8. Common Sense Media:
Common Sense Media describes Advanced Warfare as “Definitely “Not for kids”, suitable for over 18s only, and states that ‘players spend a majority of time firing realistic weapons at enemies that scream, bleed, collapse and die when shot.’ They also state that ‘cut scenes show everything from allies getting shot to torture and execution of prisoners’ and ‘prisoners bodies are also shown hanging from the ceiling in bags.’
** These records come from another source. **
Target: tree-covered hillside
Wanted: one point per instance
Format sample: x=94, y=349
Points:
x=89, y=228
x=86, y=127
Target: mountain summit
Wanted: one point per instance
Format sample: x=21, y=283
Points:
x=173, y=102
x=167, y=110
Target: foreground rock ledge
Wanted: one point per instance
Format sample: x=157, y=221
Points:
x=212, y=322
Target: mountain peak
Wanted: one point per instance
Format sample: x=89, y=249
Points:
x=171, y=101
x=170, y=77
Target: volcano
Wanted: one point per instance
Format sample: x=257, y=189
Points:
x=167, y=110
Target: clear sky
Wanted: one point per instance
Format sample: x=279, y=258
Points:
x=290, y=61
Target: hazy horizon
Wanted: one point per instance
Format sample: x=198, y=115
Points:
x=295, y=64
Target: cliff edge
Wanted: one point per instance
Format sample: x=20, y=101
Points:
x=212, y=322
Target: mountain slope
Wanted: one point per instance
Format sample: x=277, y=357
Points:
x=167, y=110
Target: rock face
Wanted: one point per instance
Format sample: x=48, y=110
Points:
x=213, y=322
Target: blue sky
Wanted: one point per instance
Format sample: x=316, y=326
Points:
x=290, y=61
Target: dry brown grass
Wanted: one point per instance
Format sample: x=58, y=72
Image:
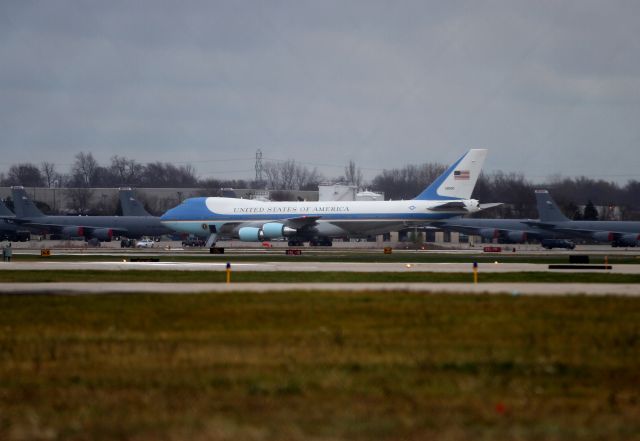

https://www.commonsensemedia.org/game-reviews/call-of-duty-advanced-warfare

9. Themes:
With Jonathan Irons’ Atlas Corporation influencing the warfare of the future with its technology, Advanced Warfare questions the role of the private sector in warfare, politics and diplomacy. As with the character of Atlas in the original Bioshock, the Atlas Corporation refers back to Ayn Rand’s novel ‘Atlas Shrugged’, and in the same way that earlier game explored the themes of Rand’s work there’s a very Randian streak to Advanced Warfare’s Jonathan Irons’ belief that elected politicians are a barrier to creating a rational, ordered world.

10. Why people play:
The Call of Duty series is the blockbuster’s blockbuster when it comes to action games, the biggest of the big, and with the transition to leading development on the new consoles Advanced Warfare provides the biggest explosions yet. Exo suits and laser weapons provide a twist on well worn gameplay, and Spacey adds not just star power, but a degree of acting gravitas to the potboiler thriller storytelling.